Famua · 30/12/2025 11:01

modgepodge · 30/12/2025 10:28

Thanks for your reply, interesting reading. No, I haven’t served in a jury. I’d find it interesting I think but like a huge number of others on here would struggle - self employed with 2 young children. Childcare for the 2 of them would cost £125 for each day and I’m self employed. The nature of my work means I work unpaid for much of the week (doing marketing etc) but if I have a booking I take £600ish for the day. If I had no bookings theoretically I’d lose no money but the impact would be later on where I had no bookings due to no time spent marketing for 2 weeks.

I take your point that jurors don’t need to know the law. I agree unconscious bias is a huge issue, but I don’t see that 12 random people off the street will necessarily have less unconscious bias than professionals. Perhaps professional juries could have extensive training in unconscious bias rather than what the the law is.

My (extremely intelligent) friend did jury duty and found the whole thing extremely frustrating for many of the reasons already mentioned (organisation, hanging around etc). I don’t know the details obviously as she couldn’t share them but she said that a number of jurors seemed not very bright and were lead by things which they weren’t supposed to let influence them and the defendant got off when in her mind he was obviously guilty. The charge was something lots of people wouldn’t think that serious (ie not rape, murder) and some of the jurors didn’t seem to think he’d done much wrong even if he was guilty and were happy to let him off as a result.

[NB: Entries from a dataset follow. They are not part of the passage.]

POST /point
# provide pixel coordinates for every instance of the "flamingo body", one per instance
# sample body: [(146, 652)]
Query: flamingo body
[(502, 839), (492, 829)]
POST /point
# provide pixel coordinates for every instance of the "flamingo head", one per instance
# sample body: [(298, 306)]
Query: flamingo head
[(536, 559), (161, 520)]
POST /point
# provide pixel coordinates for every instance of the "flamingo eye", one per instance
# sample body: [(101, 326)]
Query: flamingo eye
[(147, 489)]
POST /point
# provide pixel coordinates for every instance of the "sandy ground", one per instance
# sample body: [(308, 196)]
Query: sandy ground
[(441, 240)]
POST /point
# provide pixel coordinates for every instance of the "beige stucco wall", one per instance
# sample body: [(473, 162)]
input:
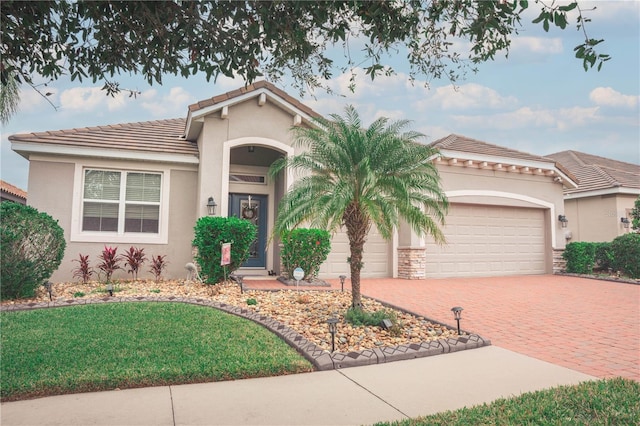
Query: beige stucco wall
[(597, 218), (51, 183)]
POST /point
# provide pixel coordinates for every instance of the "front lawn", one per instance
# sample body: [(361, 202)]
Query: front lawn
[(602, 402), (124, 345)]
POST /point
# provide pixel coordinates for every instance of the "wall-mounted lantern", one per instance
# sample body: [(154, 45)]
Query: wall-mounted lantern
[(563, 220), (211, 207)]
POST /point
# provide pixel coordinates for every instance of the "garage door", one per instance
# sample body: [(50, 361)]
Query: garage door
[(489, 241), (376, 259)]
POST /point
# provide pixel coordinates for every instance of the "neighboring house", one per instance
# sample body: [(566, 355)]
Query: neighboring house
[(145, 185), (599, 209), (10, 192)]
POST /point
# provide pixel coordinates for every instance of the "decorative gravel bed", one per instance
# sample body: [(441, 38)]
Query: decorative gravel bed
[(305, 311)]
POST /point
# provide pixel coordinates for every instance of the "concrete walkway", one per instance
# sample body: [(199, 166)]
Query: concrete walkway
[(352, 396), (546, 331)]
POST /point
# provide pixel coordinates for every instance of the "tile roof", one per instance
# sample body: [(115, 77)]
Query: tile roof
[(159, 136), (251, 88), (13, 190), (598, 173)]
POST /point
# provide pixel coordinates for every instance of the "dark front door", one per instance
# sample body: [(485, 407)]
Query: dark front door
[(254, 209)]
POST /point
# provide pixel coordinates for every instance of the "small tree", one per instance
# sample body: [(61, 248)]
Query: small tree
[(210, 233), (305, 248), (32, 248)]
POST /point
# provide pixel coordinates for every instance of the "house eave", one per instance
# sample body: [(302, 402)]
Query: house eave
[(26, 149)]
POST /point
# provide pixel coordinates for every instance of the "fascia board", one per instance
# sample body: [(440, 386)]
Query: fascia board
[(599, 192), (31, 148)]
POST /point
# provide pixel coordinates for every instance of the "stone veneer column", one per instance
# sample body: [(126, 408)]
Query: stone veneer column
[(412, 263)]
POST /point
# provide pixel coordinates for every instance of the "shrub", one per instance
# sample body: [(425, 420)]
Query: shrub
[(626, 252), (158, 264), (32, 246), (210, 233), (109, 261), (305, 248), (83, 271), (134, 257), (603, 256), (580, 257)]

Yes, my partner would be in the same
position as you - not always having a paying client on the day and not being able to show an ‘actual’ loss. I think post Covid payouts, this positions looks less and less reasonable.

I also note in @Zov list, that the recourse for issues with employers is litigation in the form
of tribunal or an unfair dismissal claim! Unfair dismissal is only relevant if you have been there 2+ years plus being forced to take legal action is a big ask!

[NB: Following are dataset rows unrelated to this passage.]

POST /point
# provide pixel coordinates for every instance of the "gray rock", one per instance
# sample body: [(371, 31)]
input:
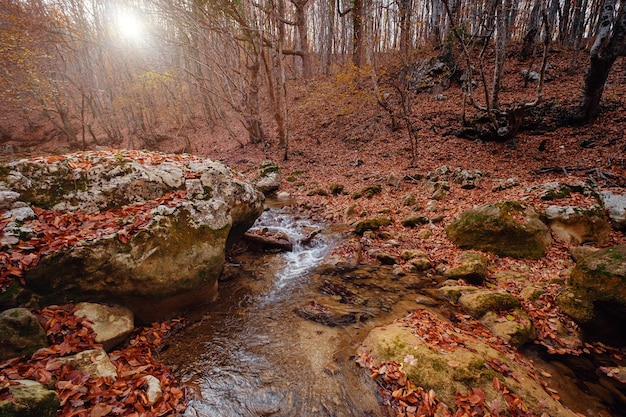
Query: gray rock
[(94, 362), (507, 229), (20, 333), (270, 178), (171, 263), (111, 324), (616, 205), (413, 221), (578, 225), (30, 399), (152, 388)]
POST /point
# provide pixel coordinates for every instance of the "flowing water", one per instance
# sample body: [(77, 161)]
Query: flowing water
[(250, 355)]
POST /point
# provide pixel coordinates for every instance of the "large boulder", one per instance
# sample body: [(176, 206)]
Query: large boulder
[(579, 225), (439, 356), (507, 228), (20, 333), (596, 294), (616, 205), (30, 399), (152, 231), (111, 324)]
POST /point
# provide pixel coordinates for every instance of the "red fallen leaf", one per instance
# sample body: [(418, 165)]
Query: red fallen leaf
[(100, 410)]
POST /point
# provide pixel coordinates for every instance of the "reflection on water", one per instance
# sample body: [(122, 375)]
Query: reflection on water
[(251, 356)]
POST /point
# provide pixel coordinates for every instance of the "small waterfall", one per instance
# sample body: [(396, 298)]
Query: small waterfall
[(310, 245)]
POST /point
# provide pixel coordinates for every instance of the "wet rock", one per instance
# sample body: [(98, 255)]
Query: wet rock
[(30, 399), (414, 221), (409, 200), (152, 388), (456, 367), (616, 205), (596, 294), (472, 268), (20, 333), (111, 324), (263, 239), (175, 257), (580, 252), (419, 264), (532, 292), (329, 316), (424, 234), (94, 362), (7, 198), (578, 225), (373, 223), (439, 194), (386, 258), (478, 303), (454, 292), (507, 229), (467, 179), (270, 178)]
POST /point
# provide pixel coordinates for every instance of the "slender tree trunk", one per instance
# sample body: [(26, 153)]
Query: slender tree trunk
[(532, 31), (502, 34), (301, 25), (358, 34), (609, 44)]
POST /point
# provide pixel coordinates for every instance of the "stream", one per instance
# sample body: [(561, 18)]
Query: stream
[(264, 349), (248, 354)]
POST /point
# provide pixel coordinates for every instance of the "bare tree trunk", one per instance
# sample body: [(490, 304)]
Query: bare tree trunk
[(358, 34), (301, 25), (503, 8), (532, 31), (609, 44)]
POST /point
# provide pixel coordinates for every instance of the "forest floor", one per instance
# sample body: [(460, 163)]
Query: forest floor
[(338, 134)]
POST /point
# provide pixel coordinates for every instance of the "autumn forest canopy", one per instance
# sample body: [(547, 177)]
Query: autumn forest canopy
[(137, 72)]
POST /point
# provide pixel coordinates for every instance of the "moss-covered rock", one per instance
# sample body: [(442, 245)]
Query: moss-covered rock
[(414, 221), (373, 223), (596, 293), (515, 328), (477, 303), (30, 399), (170, 261), (508, 228), (455, 367), (471, 267), (20, 333)]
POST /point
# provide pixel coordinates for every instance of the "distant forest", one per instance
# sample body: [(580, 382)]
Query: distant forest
[(100, 71)]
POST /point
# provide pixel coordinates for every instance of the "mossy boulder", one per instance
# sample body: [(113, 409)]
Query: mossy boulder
[(270, 177), (579, 225), (507, 228), (472, 267), (455, 363), (187, 210), (515, 328), (596, 294), (20, 333), (412, 220), (30, 399), (478, 303)]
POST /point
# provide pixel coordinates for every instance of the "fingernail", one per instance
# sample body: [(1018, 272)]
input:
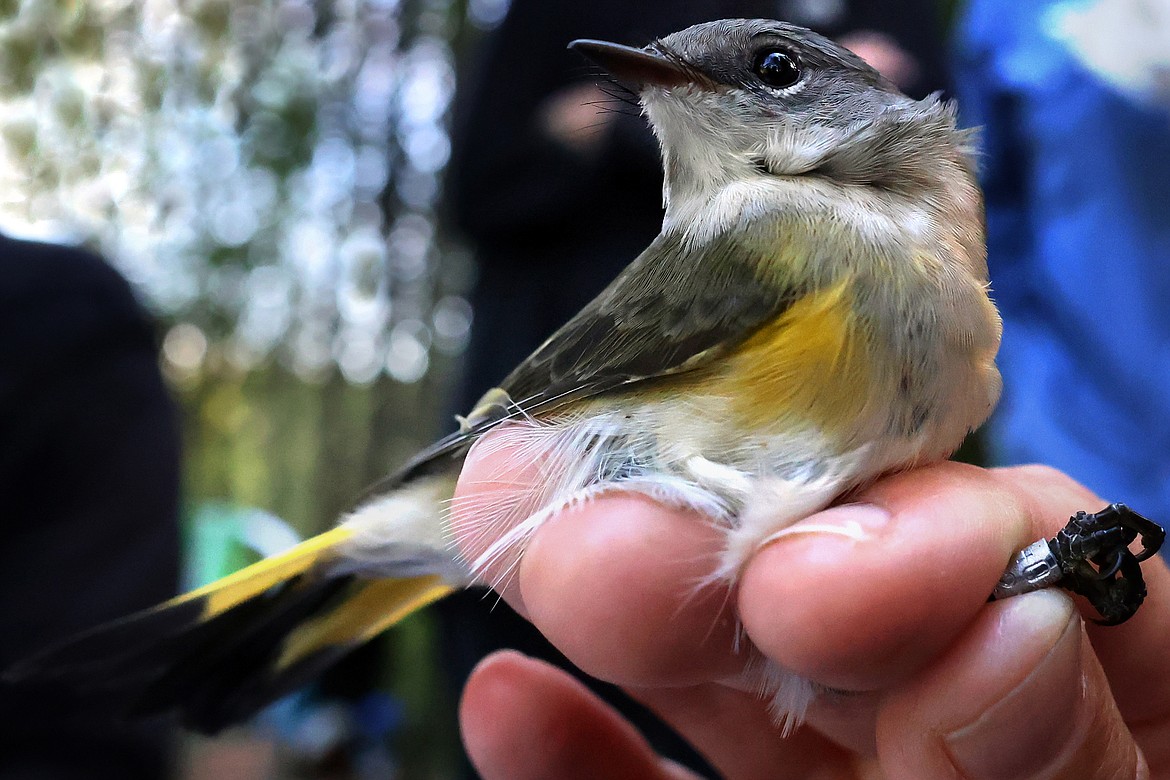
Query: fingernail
[(1034, 654), (857, 522)]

re: the parking, my local courts won’t pay - they say you must use park and ride. I am
also in a rural area so without a car you’d be dependent on very infrequent and unreliable public transport. I have heard of a juror brought before a court and fined for returning late from lunch! They claimed the security queue was long but it made no difference. Would they fine for transport delays start of day?!

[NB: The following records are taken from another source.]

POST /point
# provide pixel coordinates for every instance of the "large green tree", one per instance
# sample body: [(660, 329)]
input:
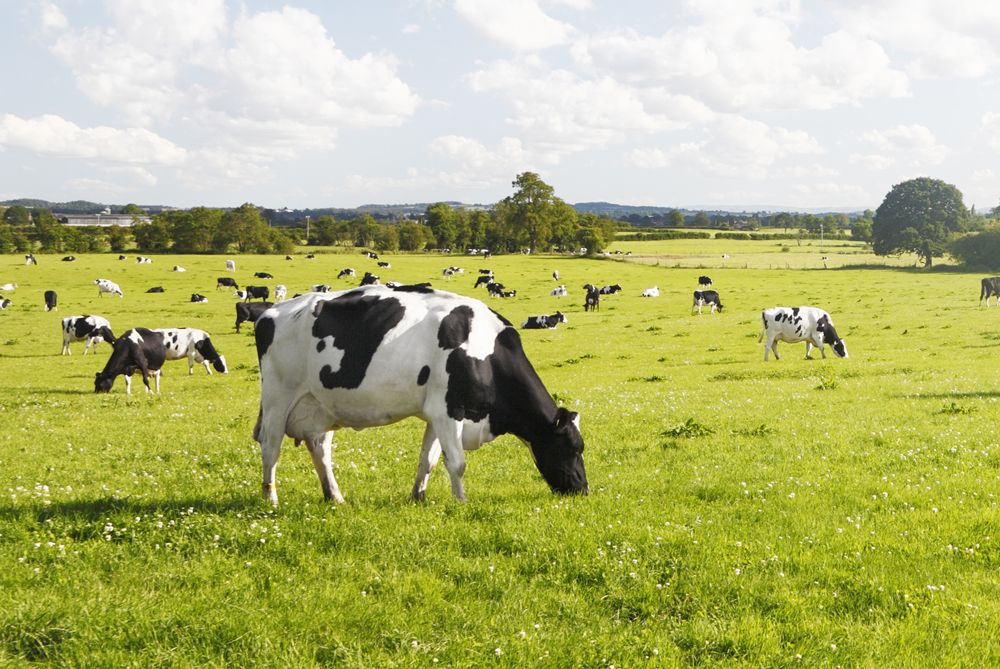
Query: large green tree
[(919, 216)]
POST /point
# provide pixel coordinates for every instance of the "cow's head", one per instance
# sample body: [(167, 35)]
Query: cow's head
[(560, 458)]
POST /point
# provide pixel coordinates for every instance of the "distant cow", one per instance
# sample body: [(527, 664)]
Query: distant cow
[(374, 356), (94, 329), (249, 311), (989, 287), (795, 324), (107, 286), (257, 293), (543, 322), (706, 297), (195, 345), (138, 349)]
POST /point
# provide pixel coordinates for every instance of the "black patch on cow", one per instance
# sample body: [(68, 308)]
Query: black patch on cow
[(263, 335), (455, 327), (358, 323)]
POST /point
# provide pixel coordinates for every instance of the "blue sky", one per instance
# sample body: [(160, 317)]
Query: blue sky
[(706, 103)]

ladyofshertonabbas · 30/12/2025 11:19

Say you can't due to childcare. I did this.

YorkshirePuddingsGreatestFan · 30/12/2025 11:56

UnintentionalArcher · 29/12/2025 23:46

Out if interest, did you ask to be excused and were refused, or did you not ask? It would be awful if people could not be excused on grounds of genuine financial need.

I didn't ask as I didn't know at the time that you could refuse for financial reasons. I thought you could only get out of it for reasons like ill health, lack of childcare, etc.

GiveMeWordGames · 30/12/2025 14:11

I'm self employed and in the position where not being available for a single day could mean I lose out on far more work in the future as I will often be asked my availability for a whole series of dates for the same job, where I need to be free for all or most. Even without that, the reimbursement is a joke and nowhere near my day rate.

I was finally summoned a couple of years ago, and immediately asked to be excused on the basis of financial hardship. Explained it all, and got a response saying my request had been denied. Couldn't understand it as husband (also self-employed) had been excused 20 or so years before with no problem. Panicked. Phoned up the Court (number was on the summons). Very nice woman there explained that these days you need to defer first, for as long as possible (so, almost a whole year) THEN you can ask to be excused. Did that, waited, got excused.

I don't know if some people on here are muddling up deferral and being excused but not being allowed to defer when you have a broken ankle seems mad to me and I wonder if that poster asked to be excused rather than defer.